Dabei können wir heute nachdrücklich daran erinnern, dass in der österreichischen Geschichte vor allem das Rote Wien vor etwa 100 Jahren mit seinen Bildungsmodellen eine entscheidende Rolle spielte, wenn wir etwa bedenken, dass die auf dem Ideal der Gleichheit aufbauenden Bildungsvorstellungen eines Otto Glöckel bis heute nichts an Aktualität eingebüßt haben. Denn es war Bildung, die den „Neuen Menschen“ bilden sollte. Auch angesichts der devastierenden bildungspolitischen Auswirkungen eines deregulierten Kapitalismus sind aus heutiger Perspektive die Theorien und Modelle des Austromarxismus, der für das Rote Wien – denken wir nur an den Karl-Marx-Hof – grundlegend war, von ungeahnter Aktualität. Deshalb hat die Redaktion der ZUKUNFT sich entschlossen, dem Thema 100 Jahre Bildung für Wien eine eigene Ausgabe zu widmen, in deren Rahmen wir nicht nur an Otto Glöckel und Otto Neurath erinnern wollen, sondern auch führende Spitzenpolitiker*innen der SPÖ für Interviews gewinnen konnten, um die aktuelle Lage der Bildungspolitik vor Augen zu führen.
Dies beginnt damit, dass der Wiener Bürgermeister Michael Ludwig in einem Interview daran erinnert, dass wir am 23. Februar 2022 ein stolzes Jubiläum begehen konnten, da genau vor 100 Jahren per Bundesgesetz der Stadtschulrat für Wien, die heutige Bildungsdirektion, eingerichtet wurde und von Beginn an mit dem Namen Otto Glöckel verbunden war. Dabei betont Ludwig, dass ihm Glöckels Forderung, Kinder zu Kritikfähigkeit und selbständigem Handeln zu erziehen, nach wie vor ein großes Anliegen ist, das auch in der Lehrer*innenaus- und -fortbildung große Bedeutsamkeit besitzt, da Bildung nicht nur den Wohlstand, sondern auch Demokratie und Frieden garantiert. Deshalb setzt progressive Bildungspolitik nach wie vor dort an, wo das (symbolische) Bildungskapital und die Bildungstitel in stark ungleicher Art und Weise „vererbt“ werden. Ludwig sieht dabei hinsichtlich der Ganztagsschule (langsame) Fortschritte, hebt u. a. hervor, dass das Angebot an Gratis-Ganztagsschulen laufend erweitert wird und hält fest, dass gute Bildung Chancen auf sozialen Aufstieg und Selbstverwirklichung eröffnet.

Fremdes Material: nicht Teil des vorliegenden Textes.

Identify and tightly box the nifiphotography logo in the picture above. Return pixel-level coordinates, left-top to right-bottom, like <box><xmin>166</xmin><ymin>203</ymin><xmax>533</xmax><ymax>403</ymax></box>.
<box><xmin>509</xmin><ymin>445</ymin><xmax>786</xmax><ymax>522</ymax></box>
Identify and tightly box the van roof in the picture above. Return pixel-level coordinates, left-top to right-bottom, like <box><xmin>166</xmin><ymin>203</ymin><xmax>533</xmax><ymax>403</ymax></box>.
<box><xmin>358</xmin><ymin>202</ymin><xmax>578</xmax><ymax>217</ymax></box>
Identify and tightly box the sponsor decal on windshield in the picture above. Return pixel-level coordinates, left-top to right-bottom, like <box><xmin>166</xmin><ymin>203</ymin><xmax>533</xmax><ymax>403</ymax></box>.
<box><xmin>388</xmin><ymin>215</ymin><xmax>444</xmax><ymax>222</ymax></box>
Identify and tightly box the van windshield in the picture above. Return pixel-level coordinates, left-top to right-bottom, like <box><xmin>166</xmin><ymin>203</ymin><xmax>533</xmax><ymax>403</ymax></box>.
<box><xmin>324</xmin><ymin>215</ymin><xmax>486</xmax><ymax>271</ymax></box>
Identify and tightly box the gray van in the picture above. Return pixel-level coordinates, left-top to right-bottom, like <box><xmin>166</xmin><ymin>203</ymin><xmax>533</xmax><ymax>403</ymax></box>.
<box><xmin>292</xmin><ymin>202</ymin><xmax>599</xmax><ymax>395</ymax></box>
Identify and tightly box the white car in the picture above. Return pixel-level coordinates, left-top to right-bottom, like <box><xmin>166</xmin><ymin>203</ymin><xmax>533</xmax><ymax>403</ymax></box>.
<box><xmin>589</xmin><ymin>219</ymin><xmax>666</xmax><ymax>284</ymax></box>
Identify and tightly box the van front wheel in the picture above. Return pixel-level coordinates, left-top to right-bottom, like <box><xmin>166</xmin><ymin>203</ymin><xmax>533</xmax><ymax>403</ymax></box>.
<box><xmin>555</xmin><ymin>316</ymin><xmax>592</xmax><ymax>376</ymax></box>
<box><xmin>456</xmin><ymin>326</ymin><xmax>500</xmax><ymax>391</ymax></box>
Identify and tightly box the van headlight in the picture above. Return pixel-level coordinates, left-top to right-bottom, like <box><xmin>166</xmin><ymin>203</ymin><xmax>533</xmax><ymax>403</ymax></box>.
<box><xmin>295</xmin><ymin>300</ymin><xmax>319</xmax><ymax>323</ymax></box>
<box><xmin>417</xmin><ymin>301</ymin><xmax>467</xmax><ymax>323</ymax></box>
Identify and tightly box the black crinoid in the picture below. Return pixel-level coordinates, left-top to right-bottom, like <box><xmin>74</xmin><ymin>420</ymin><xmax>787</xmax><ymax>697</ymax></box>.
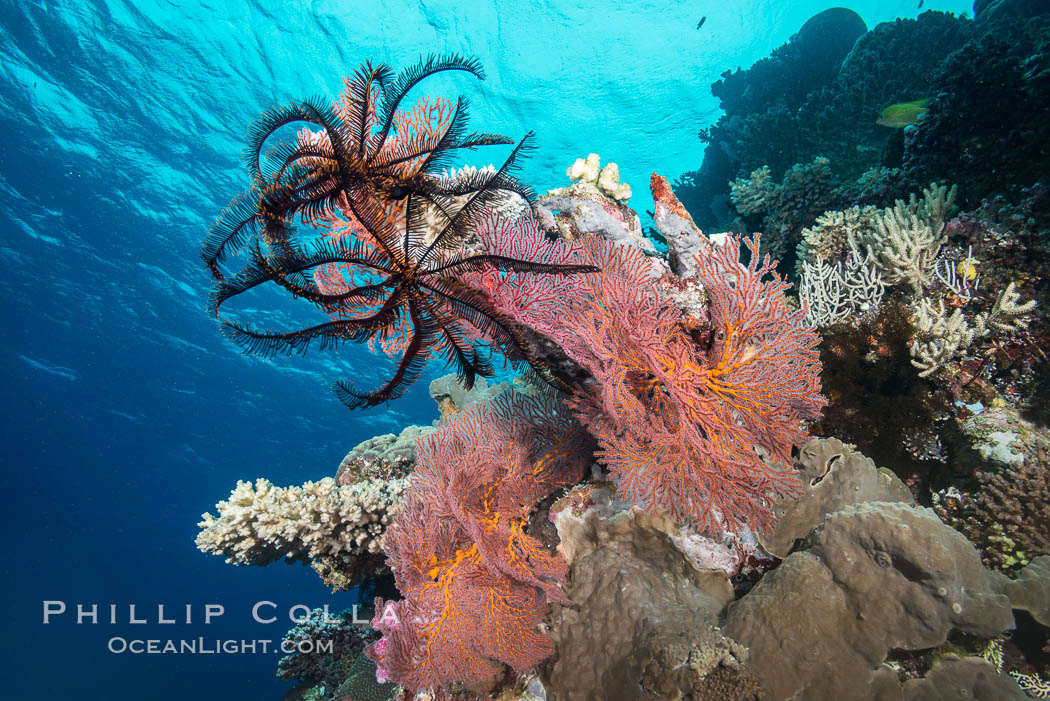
<box><xmin>203</xmin><ymin>57</ymin><xmax>597</xmax><ymax>408</ymax></box>
<box><xmin>202</xmin><ymin>56</ymin><xmax>530</xmax><ymax>279</ymax></box>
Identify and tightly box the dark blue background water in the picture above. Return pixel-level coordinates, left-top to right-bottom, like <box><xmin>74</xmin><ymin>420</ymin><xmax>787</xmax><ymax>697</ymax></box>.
<box><xmin>0</xmin><ymin>0</ymin><xmax>968</xmax><ymax>700</ymax></box>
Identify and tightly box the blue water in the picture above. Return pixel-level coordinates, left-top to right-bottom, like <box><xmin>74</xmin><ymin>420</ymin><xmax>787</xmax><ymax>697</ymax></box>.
<box><xmin>0</xmin><ymin>0</ymin><xmax>970</xmax><ymax>700</ymax></box>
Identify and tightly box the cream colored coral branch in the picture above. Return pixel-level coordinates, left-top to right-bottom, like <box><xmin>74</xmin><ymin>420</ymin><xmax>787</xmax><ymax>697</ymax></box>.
<box><xmin>196</xmin><ymin>477</ymin><xmax>405</xmax><ymax>565</ymax></box>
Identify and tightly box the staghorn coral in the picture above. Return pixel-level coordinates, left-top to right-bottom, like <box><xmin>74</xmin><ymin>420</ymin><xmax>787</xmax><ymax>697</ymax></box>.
<box><xmin>196</xmin><ymin>477</ymin><xmax>405</xmax><ymax>589</ymax></box>
<box><xmin>909</xmin><ymin>282</ymin><xmax>1035</xmax><ymax>377</ymax></box>
<box><xmin>798</xmin><ymin>205</ymin><xmax>878</xmax><ymax>267</ymax></box>
<box><xmin>798</xmin><ymin>256</ymin><xmax>886</xmax><ymax>328</ymax></box>
<box><xmin>849</xmin><ymin>184</ymin><xmax>956</xmax><ymax>297</ymax></box>
<box><xmin>368</xmin><ymin>394</ymin><xmax>588</xmax><ymax>692</ymax></box>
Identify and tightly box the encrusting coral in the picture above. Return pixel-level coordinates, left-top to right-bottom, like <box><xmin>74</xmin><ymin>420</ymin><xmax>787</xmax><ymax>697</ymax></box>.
<box><xmin>196</xmin><ymin>477</ymin><xmax>406</xmax><ymax>589</ymax></box>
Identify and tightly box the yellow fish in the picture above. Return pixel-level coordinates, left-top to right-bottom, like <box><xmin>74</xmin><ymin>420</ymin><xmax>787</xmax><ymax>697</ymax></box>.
<box><xmin>875</xmin><ymin>98</ymin><xmax>929</xmax><ymax>127</ymax></box>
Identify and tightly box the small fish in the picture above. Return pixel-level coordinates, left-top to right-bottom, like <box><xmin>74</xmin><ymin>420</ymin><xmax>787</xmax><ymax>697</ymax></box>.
<box><xmin>875</xmin><ymin>98</ymin><xmax>929</xmax><ymax>127</ymax></box>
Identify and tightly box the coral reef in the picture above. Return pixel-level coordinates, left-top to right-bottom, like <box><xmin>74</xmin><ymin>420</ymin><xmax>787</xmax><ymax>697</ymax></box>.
<box><xmin>196</xmin><ymin>477</ymin><xmax>405</xmax><ymax>589</ymax></box>
<box><xmin>722</xmin><ymin>503</ymin><xmax>1013</xmax><ymax>700</ymax></box>
<box><xmin>903</xmin><ymin>15</ymin><xmax>1050</xmax><ymax>207</ymax></box>
<box><xmin>277</xmin><ymin>609</ymin><xmax>368</xmax><ymax>686</ymax></box>
<box><xmin>542</xmin><ymin>508</ymin><xmax>747</xmax><ymax>701</ymax></box>
<box><xmin>758</xmin><ymin>439</ymin><xmax>914</xmax><ymax>558</ymax></box>
<box><xmin>368</xmin><ymin>394</ymin><xmax>589</xmax><ymax>691</ymax></box>
<box><xmin>729</xmin><ymin>156</ymin><xmax>840</xmax><ymax>265</ymax></box>
<box><xmin>536</xmin><ymin>158</ymin><xmax>656</xmax><ymax>253</ymax></box>
<box><xmin>675</xmin><ymin>6</ymin><xmax>1050</xmax><ymax>229</ymax></box>
<box><xmin>565</xmin><ymin>153</ymin><xmax>631</xmax><ymax>203</ymax></box>
<box><xmin>336</xmin><ymin>426</ymin><xmax>434</xmax><ymax>485</ymax></box>
<box><xmin>936</xmin><ymin>407</ymin><xmax>1050</xmax><ymax>572</ymax></box>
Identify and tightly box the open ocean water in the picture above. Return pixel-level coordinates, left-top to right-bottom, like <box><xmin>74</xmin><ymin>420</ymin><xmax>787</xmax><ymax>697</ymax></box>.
<box><xmin>0</xmin><ymin>0</ymin><xmax>995</xmax><ymax>701</ymax></box>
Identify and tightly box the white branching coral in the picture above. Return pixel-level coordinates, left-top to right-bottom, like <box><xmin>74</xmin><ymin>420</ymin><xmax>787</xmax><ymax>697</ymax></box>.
<box><xmin>910</xmin><ymin>282</ymin><xmax>1035</xmax><ymax>377</ymax></box>
<box><xmin>798</xmin><ymin>206</ymin><xmax>879</xmax><ymax>272</ymax></box>
<box><xmin>565</xmin><ymin>153</ymin><xmax>632</xmax><ymax>203</ymax></box>
<box><xmin>851</xmin><ymin>185</ymin><xmax>956</xmax><ymax>297</ymax></box>
<box><xmin>910</xmin><ymin>298</ymin><xmax>988</xmax><ymax>377</ymax></box>
<box><xmin>196</xmin><ymin>477</ymin><xmax>406</xmax><ymax>579</ymax></box>
<box><xmin>988</xmin><ymin>282</ymin><xmax>1035</xmax><ymax>332</ymax></box>
<box><xmin>798</xmin><ymin>256</ymin><xmax>886</xmax><ymax>327</ymax></box>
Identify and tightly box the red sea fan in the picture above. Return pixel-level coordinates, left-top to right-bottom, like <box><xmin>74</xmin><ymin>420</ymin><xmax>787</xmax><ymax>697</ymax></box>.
<box><xmin>370</xmin><ymin>395</ymin><xmax>589</xmax><ymax>691</ymax></box>
<box><xmin>472</xmin><ymin>228</ymin><xmax>825</xmax><ymax>530</ymax></box>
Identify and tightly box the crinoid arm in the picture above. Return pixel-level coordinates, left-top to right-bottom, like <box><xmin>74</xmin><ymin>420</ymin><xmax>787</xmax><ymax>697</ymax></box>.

Günther Sandner fasst in der Folge mit seinem zeithistorischen Beitrag die Biografie und das (bildungs-)politische Wirken Otto Neuraths zusammen, der neben Rudolf Hilferding oder Max Adler zu den wichtigsten Intellektuellen des Roten Wien zählte, indes durch sein Exil jahrzehntelang in Österreich vergessen war. Damit wird eine maßgebliche intellektuelle Linie nachgezeichnet, die zutiefst mit dem Roten Wien verbunden ist. Denn auch 100 Jahre später sind die Leistungen von Neurath und die Positionen des Austromarxismus – so etwa die Forderung nach einer „Vollsozialisierung“ von Wirtschaft und Gesellschaft – angesichts des neofeudalen digitalen Kapitalismus von beeindruckender Aktualität. Sandner diskutiert dabei Neuraths nach wie vor faszinierende Erfindung statistischer Visualisierungen und Piktogramme („ISOTYPE“), verweist in kommunitärem Sinne auf die Modelle der Gemeinwirtschaft, ruft die Siedlerbewegung in Erinnerung und verweist auf Neuraths Gründung des Museums für Siedlungs- und Städtebau, aus dem schließlich das Gesellschafts- und Wirtschaftsmuseum (GWM) in Wien Margareten hervorgehen sollte.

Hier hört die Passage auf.